The public cloud providers change this calculus a bit by offering these things as a service, but internally they are just managing the container runtimes for you.

I’m obviously biased, but I tend to see containers as “good enough” to build other abstractions on top, with specific areas where VMs and heavy PaaS abstractions clearly win.

[taeric]

To be fair, it is more likely that random microservice #28 is running fine, but folks don't like it and are uncomfortable modifying it to add a variation to one of its rules. Thus giving birth to microservice #28'. :) (Please read this tongue in cheek.)

[parasubvert]

> Exactly. Docker files are worse than war files in pretty much every way.

They focus at far too low level a problem.

> The problem is that testing isn't cheap. This is where microservices and containers and the all this craziness will fall down. Now you've got dozens and dozens of applications all running with their own application servers, JDBC drivers, and their own JDK. This is a combinatoric explosion in your testing surface.

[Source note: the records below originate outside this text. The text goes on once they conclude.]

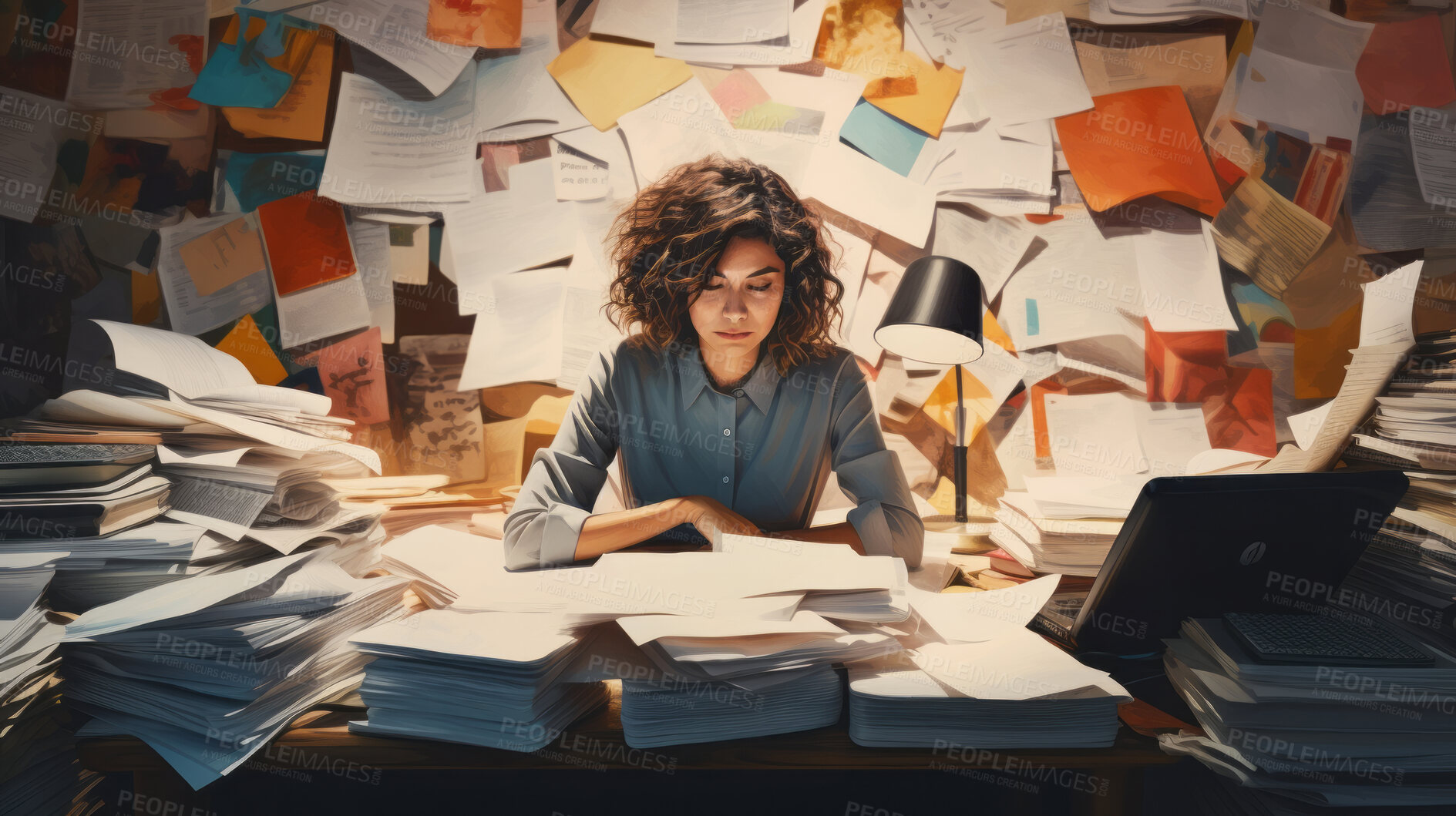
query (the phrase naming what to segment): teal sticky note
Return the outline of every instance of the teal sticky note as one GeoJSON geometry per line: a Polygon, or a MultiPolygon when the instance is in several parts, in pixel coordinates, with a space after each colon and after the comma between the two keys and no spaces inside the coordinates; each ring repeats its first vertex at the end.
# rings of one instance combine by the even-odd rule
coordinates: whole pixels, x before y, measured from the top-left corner
{"type": "Polygon", "coordinates": [[[901,176],[910,175],[927,138],[930,137],[923,131],[885,113],[863,97],[855,103],[839,129],[839,141],[901,176]]]}
{"type": "Polygon", "coordinates": [[[323,159],[298,153],[233,153],[227,157],[224,177],[243,212],[252,212],[269,201],[319,189],[323,159]]]}
{"type": "Polygon", "coordinates": [[[287,49],[290,28],[312,31],[317,23],[291,17],[281,12],[264,12],[264,31],[246,39],[249,19],[259,12],[237,10],[237,42],[220,42],[213,57],[202,65],[188,97],[205,105],[234,108],[274,108],[293,86],[293,74],[280,71],[265,60],[287,49]]]}

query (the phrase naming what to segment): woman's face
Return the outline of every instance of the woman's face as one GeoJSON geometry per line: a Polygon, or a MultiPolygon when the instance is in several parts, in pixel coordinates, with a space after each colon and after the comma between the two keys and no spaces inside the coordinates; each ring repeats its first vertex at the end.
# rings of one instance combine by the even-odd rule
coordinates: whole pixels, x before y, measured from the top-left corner
{"type": "Polygon", "coordinates": [[[687,307],[703,353],[737,358],[769,336],[783,303],[783,260],[763,239],[728,240],[708,285],[687,307]]]}

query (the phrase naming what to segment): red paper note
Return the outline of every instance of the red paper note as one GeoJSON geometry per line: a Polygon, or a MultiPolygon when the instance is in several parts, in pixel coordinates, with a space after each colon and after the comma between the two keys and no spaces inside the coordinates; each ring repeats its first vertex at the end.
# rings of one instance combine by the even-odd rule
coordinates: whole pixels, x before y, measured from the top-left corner
{"type": "Polygon", "coordinates": [[[1203,138],[1175,84],[1093,96],[1092,111],[1056,124],[1072,177],[1098,212],[1144,195],[1204,215],[1223,207],[1203,138]]]}
{"type": "Polygon", "coordinates": [[[258,224],[280,295],[354,273],[354,250],[339,202],[304,191],[261,205],[258,224]]]}

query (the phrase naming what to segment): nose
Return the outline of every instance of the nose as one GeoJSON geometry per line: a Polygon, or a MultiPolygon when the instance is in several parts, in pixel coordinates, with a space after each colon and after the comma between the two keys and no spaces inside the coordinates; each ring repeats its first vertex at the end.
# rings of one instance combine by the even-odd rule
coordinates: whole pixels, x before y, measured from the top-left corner
{"type": "Polygon", "coordinates": [[[743,295],[734,289],[729,289],[728,297],[724,300],[724,317],[729,321],[738,321],[748,317],[748,307],[743,303],[743,295]]]}

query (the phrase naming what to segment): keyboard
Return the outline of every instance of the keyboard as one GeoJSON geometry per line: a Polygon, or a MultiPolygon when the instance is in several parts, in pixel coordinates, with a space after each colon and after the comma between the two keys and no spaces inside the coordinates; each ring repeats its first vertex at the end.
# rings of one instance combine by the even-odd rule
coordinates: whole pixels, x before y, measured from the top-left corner
{"type": "Polygon", "coordinates": [[[1331,615],[1227,612],[1229,631],[1259,660],[1335,666],[1433,666],[1436,659],[1377,621],[1331,615]]]}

I fail to see how this more difficult from 95% of existing enterprise systems that run various JDK versions, various WebSphere versions, JDBC drivers etc.

The difference with containers is that vendoring your dependencies makes all that explicit. Whether you choose to stay on old versions is a mistake you can still make (and will make if you leave container creation and patching in the hands of dev teams).

That said, since when does any organization build horizontal testing libraries, like, "test X version of JDBC", so they can standardize on a single driver across all projects? It's never done. Projects are all over the place with their dependencies unless there is institutionalized forcing through Maven repos or what not to block the download of old/insecure versions.

There is no combinatorial problem here, each test suite needs to unit test the individual service and then test the API contract of the service. If you let your dependencies decay you're accepting major security and maintenance risk, but you were in the WAR file world too.

> The true value of the application server approach is that it forced applications to conform to a clear contract. Once your application conformed to this contract it could be thrown over the wall into a full-time ops organization that could transparently deploy, monitor and manage the app.

LOL, I really think you're exaggerating. I've worked with WebLogic, WebSphere, IIS, JBoss, Tomcat, Django, Rails, Node, you name it over the years, and while some orgs got close in the Java world, this was mostly a pipe dream that never happened in any cost effective manner as a standard practice.

> The container madness will come to an end. People will realize that giving developers the keys to the kingdom and total freedom over their application is a terrible idea. (And smart developers don't want total freedom.)

This I agree with. It's all far too low level.

This really was Docker, Inc.'s fault IMO, their marketing message was to empower developers to get ops out of the way by building these containers that would magically just be run as opaque lego blocks. That was the hype everyone on HN was drooling over in 2013. Turns out it's not quite that simple.